Just a week after an attack on its headquarters, Charlie Hebdo will print three million copies of a special satirical magazine depicting the Prophet Muhammad on its cover.

Publishers of the weekly magazine will put the copies on newsstands worldwide in 16 different languages on Jan. 14, Bloomberg reported. The new edition set to print three million copies will be created only by people from Charlie Hebdo. Normally, only 60,000 copies of the magazine are printed each week.

Millions of people around the world and in France protested against the attack to the Charlie Hebdo headquarters which left a third of its journalists dead.

"I am sorry we've drawn him again, but the Muhammad we've drawn is first of all a man who's crying," Renald Luzier, the cartoonist who drew the special issue cover and who goes by the name of Luz, said in a press conference in Paris Tuesday. "We've been called dangerous, irresponsible troublemakers.
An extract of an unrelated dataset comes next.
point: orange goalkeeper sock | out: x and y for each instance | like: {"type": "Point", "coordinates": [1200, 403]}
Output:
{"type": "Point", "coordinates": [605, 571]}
But we're above all cartoonists, just like kids who like to draw."

The special edition of the magazine covers shows Prophet Muhammad holding a sign that says, "I am Charlie...all is forgiven."
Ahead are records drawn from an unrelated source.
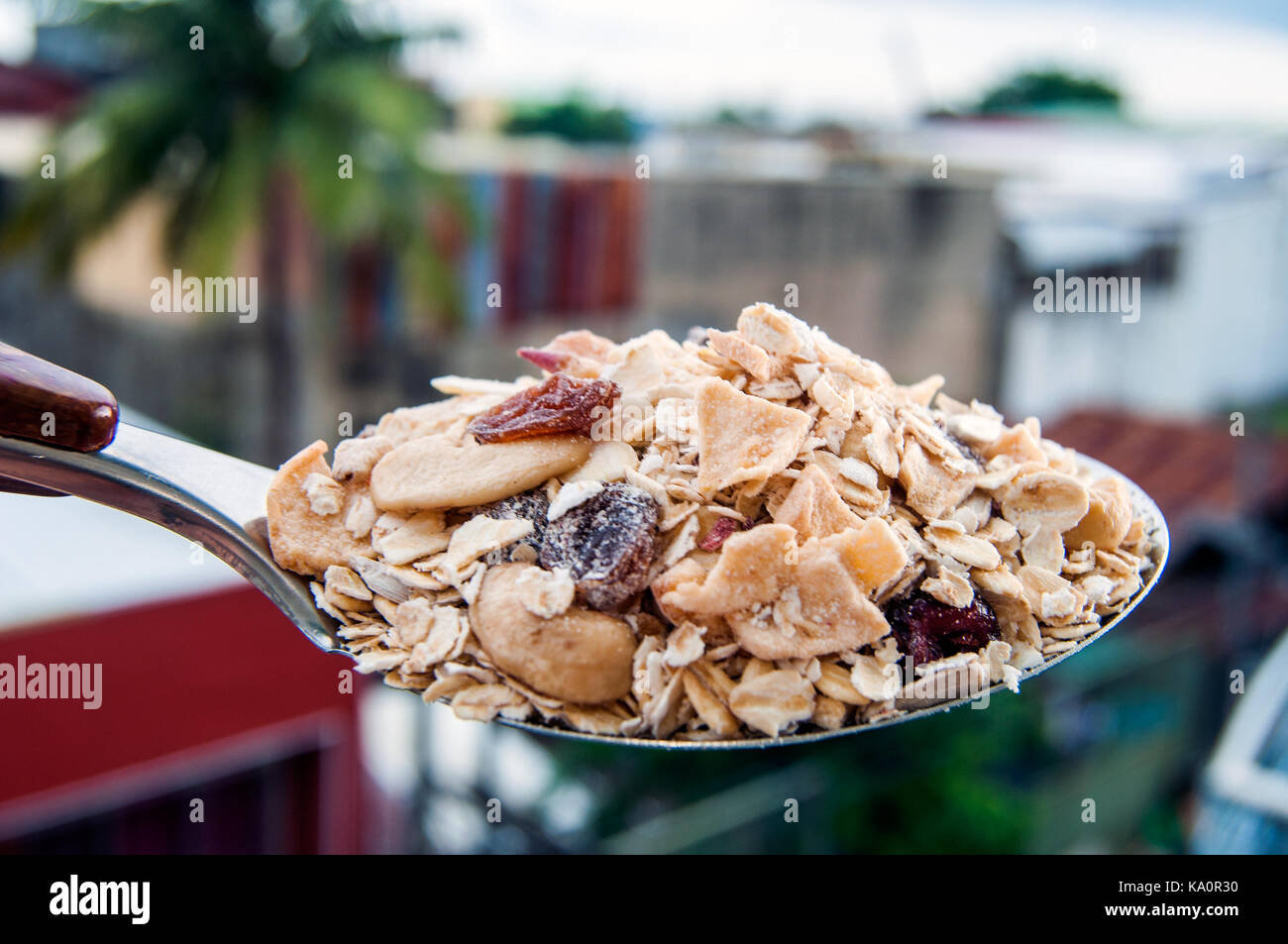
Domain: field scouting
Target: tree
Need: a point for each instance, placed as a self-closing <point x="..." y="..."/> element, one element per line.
<point x="1048" y="89"/>
<point x="220" y="106"/>
<point x="574" y="119"/>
BBC reports that Richard Malka, the magazine's lawyer, said that it is important to show that staff would "cede nothing" to extremists.

"We will not give in. The spirit of 'I am Charlie' means the right to blaspheme," he said.
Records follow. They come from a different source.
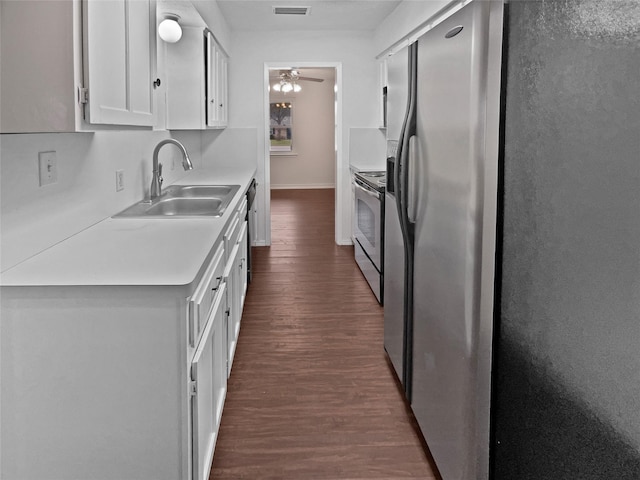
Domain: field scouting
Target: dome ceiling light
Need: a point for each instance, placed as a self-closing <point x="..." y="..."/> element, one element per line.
<point x="169" y="29"/>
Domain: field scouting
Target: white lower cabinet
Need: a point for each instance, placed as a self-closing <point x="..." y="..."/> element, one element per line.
<point x="235" y="275"/>
<point x="120" y="382"/>
<point x="209" y="387"/>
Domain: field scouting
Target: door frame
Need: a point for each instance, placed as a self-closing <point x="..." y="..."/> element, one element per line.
<point x="340" y="197"/>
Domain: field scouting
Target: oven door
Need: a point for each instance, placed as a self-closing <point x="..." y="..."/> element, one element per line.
<point x="368" y="221"/>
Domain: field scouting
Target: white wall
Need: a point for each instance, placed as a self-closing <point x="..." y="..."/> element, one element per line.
<point x="353" y="50"/>
<point x="313" y="165"/>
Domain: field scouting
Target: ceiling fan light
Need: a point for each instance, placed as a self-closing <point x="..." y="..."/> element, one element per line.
<point x="169" y="29"/>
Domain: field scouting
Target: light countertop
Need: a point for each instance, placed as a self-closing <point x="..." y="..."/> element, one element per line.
<point x="135" y="251"/>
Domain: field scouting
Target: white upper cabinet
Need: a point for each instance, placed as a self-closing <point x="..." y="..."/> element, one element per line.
<point x="196" y="72"/>
<point x="59" y="54"/>
<point x="119" y="61"/>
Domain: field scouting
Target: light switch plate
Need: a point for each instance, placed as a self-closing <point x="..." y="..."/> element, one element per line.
<point x="47" y="167"/>
<point x="119" y="180"/>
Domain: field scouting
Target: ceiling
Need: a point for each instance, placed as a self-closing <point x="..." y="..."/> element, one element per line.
<point x="324" y="15"/>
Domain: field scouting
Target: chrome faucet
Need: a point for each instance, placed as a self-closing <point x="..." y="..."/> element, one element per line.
<point x="156" y="181"/>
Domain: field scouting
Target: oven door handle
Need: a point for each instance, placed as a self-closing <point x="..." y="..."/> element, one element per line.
<point x="366" y="190"/>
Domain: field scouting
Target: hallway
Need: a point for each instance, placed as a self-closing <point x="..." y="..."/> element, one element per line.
<point x="311" y="395"/>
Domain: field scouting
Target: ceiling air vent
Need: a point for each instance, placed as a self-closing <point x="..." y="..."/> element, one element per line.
<point x="291" y="10"/>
The magazine was firebombed back in 2011 after publishing Muhammad cartoons. Last week, a total of 17 people, including five of Charlie Hebdo's cartoonists, were killed in three days of terror attacks in Paris. The recent killings by jihadists mark the deadliest attacks in France in over 50 years. Since the first attack, the nation has been on the highest terrorist alert.

After the attack, the gunmen were heard saying that they had "avenged the Prophet Muhammad."

Survivors have been working on the magazine from another office.